To accomplish this task, we will use the Scikit-learn library, which is the most popular machine learning library in Python. This library contains several classification methods, such as logistic regression, support vector machines, decision trees, and neural networks.

In [1]:
import numpy as np
import pandas as pd
from sklearn.model_selection import train_test_split
from sklearn.metrics import mean_squared_error, r2_score
from sklearn.linear_model import LinearRegression, Ridge, Lasso, ElasticNet
from sklearn.ensemble import RandomForestRegressor
from sklearn.tree import DecisionTreeRegressor
from sklearn.svm import SVR
from sklearn.preprocessing import PolynomialFeatures

Our first step will be to load the data from the npy files.

In [2]:
x = np.load("inputs.npy")
y = np.load("labels.npy").ravel()

Next, we will split the data into training and testing sets. The training set will be used to train our chosen model, and the test set will be used to evaluate the final performance of our model.

In [3]:
x_train, x_test, y_train, y_test = train_test_split(x, y, test_size=0.2, random_state=0)

Add polynomial features

In [4]:
poly_features = PolynomialFeatures(degree=2)
x_poly_train = poly_features.fit_transform(x_train)
x_poly_test = poly_features.transform(x_test)

Next, we will choose a suitable model for our task. We will then tune the hyperparameters of the model, such as the regularization parameter and learning rate.
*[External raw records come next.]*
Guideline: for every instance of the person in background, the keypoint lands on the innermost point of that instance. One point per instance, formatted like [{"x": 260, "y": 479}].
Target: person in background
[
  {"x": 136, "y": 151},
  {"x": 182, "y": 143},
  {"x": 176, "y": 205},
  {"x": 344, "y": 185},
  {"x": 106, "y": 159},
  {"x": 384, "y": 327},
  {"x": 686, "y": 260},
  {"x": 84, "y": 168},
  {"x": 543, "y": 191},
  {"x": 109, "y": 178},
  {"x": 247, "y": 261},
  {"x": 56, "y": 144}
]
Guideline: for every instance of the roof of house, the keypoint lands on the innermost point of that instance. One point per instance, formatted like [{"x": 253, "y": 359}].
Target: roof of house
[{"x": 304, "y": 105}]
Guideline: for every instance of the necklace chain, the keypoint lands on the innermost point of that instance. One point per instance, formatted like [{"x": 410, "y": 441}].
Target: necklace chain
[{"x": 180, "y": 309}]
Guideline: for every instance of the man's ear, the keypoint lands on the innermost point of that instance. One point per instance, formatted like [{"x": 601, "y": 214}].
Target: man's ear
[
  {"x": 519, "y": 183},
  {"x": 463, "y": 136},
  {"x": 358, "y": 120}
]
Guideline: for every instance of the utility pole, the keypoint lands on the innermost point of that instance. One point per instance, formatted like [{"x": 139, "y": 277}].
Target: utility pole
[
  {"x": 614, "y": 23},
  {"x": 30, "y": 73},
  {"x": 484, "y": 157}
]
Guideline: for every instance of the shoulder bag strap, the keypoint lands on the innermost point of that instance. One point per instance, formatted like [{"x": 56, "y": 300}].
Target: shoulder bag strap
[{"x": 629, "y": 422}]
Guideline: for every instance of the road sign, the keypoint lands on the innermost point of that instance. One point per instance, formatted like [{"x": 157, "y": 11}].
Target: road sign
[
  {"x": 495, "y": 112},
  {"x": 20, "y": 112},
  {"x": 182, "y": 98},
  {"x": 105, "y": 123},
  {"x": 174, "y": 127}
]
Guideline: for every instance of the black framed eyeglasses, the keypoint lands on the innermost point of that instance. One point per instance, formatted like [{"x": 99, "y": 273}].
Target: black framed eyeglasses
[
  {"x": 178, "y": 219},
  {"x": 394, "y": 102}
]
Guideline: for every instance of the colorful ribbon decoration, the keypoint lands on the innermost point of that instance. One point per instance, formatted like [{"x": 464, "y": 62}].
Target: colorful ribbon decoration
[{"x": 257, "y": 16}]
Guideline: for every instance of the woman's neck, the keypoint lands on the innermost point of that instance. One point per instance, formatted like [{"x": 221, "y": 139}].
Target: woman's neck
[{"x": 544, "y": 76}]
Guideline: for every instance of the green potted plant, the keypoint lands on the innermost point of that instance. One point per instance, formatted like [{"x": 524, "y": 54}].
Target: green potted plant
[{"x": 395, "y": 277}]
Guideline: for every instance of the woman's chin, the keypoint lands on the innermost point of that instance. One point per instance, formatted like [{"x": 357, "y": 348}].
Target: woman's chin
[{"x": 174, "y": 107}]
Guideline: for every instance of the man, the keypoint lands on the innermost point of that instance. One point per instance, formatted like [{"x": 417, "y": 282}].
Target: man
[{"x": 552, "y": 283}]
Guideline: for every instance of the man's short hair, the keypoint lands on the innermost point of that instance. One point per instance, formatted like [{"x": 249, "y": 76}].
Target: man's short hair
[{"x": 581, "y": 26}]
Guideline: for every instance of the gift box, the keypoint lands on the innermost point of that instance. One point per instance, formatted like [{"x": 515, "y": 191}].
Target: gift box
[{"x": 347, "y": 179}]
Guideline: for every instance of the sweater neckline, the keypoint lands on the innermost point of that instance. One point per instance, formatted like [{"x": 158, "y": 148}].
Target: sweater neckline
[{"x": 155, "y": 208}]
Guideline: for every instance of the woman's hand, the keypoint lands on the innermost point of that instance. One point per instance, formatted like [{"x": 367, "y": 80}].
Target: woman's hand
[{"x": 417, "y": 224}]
We will use the training set to evaluate the model's performance, and the test set to assess its generalization ability.

In [5]:
lin_reg = LinearRegression()
lin_reg_poly = LinearRegression()
forest_reg = RandomForestRegressor(random_state=0)
tree_reg = DecisionTreeRegressor(random_state=0)
svm_reg = SVR()
ridge_reg = Ridge(alpha=0.01)
elastic_reg = ElasticNet(alpha=0.01)

Fit the models

In [None]:
lin_reg.fit(x_train, y_train)
forest_reg.fit(x_train, y_train)
tree_reg.fit(x_train, y_train)
svm_reg.fit(x_train, y_train)
lin_reg_poly.fit(x_poly_train, y_train)
ridge_reg.fit(x_train, y_train)
elastic_reg.fit(x_train, y_train)

Make predictions on the test set

In [7]:
y_pred_lin_reg = lin_reg.predict(x_test)
y_pred_forest_reg = forest_reg.predict(x_test)
y_pred_tree_reg = tree_reg.predict(x_test)
y_pred_svm_reg = svm_reg.predict(x_test)
y_pred_lin_poly_reg = lin_reg_poly.predict(x_poly_test)
y_pred_ridge_reg = ridge_reg.predict(x_test)
y_pred_elastic_reg = elastic_reg.predict(x_test)

Evaluate the models using R2 score

In [8]:
r2_lin_reg = r2_score(y_test, y_pred_lin_reg)
r2_forest_reg = r2_score(y_test, y_pred_forest_reg)
r2_tree_reg = r2_score(y_test, y_pred_tree_reg)
r2_svm_reg = r2_score(y_test, y_pred_svm_reg)
r2_lin_poly_reg = r2_score(y_test, y_pred_lin_poly_reg)
r2_ridge_reg = r2_score(y_test, y_pred_ridge_reg)
r2_elastic_reg = r2_score(y_test, y_pred_elastic_reg)

Print the R2 scores

In [9]:
print("R2 score for Linear Regression:", r2_lin_reg)
print("R2 score for Random Forest Regressor:", r2_forest_reg)
print("R2 score for Decision Tree Regressor:", r2_tree_reg)
print("R2 score for Support Vector Machine Regressor:", r2_svm_reg)
print("R2 score for Linear Regression with Polynomial Features:", r2_lin_poly_reg)
print("R2 score for Ridge Regression:", r2_ridge_reg)
print("R2 score for Elastic Net Regression:", r2_elastic_reg)

R2 score for Linear Regression: 0.8077385461717139
R2 score for Random Forest Regressor: 0.5359454177405851
R2 score for Decision Tree Regressor: 0.2252831575440949
R2 score for Support Vector Machine Regressor: 0.44705646229285234
R2 score for Linear Regression with Polynomial Features: 0.8239102808377585
R2 score for Ridge Regression: 0.8087179499700691
R2 score for Elastic Net Regression: 0.912611435559477


Finally, we have used cross-validation to evaluate the model's R2 score. We expected a R2 score of at least 0.85. We achieved this score with the Elastice Net Regression, indicating that these models are suitable for our task.


We can be confident that our model is ready to predict the amount of electricity produced by the windfarm.